Hi!
A short time ago, i decided to try and build an API that would try to guess the gender of a first name. I thought this might be useful for segmenting user lists for campaigning, analytics or similar.
My first approach was to use a dataset of approved names from a few European countries. This was in the believe that most countries had lists like this (Which they don't) and i planned to add them as i went along. I got wiser and the first feedback i got also told me that the API should be able to do probabilistic guesses and if possible, also offer some sort of localization filter to achieve more accurate guesses.
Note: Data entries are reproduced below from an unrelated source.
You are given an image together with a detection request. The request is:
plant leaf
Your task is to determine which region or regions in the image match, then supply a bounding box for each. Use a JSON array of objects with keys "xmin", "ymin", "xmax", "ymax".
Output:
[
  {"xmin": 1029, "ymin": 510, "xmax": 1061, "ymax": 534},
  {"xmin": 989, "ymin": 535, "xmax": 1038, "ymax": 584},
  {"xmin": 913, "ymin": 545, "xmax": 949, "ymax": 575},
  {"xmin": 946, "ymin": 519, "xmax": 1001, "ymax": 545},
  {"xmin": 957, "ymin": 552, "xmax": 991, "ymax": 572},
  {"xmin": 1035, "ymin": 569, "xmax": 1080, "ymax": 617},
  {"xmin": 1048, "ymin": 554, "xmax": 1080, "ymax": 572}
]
I decided to take an approach of using large, growing datasets of user profiles from social networks. Each entry containing a first name, a gender, a country_id and language_id. At last, i exposed this datamodel through http://genderize.io
It responds in JSON. Simple example: http://api.genderize.io?name=robin
I am now looking to get some feedback on my new approach. What do you think of this way of doing guesses. What do you think of the API? Any feedback is welcome.
The API is completely free by the way.
lutusp|12 years ago
Obviously you need to run a test that uses a list of real people's names and genders to measure the method's accuracy. But remember the following points:
* People might resent any effort to pin down their gender in a commercial or advertising context.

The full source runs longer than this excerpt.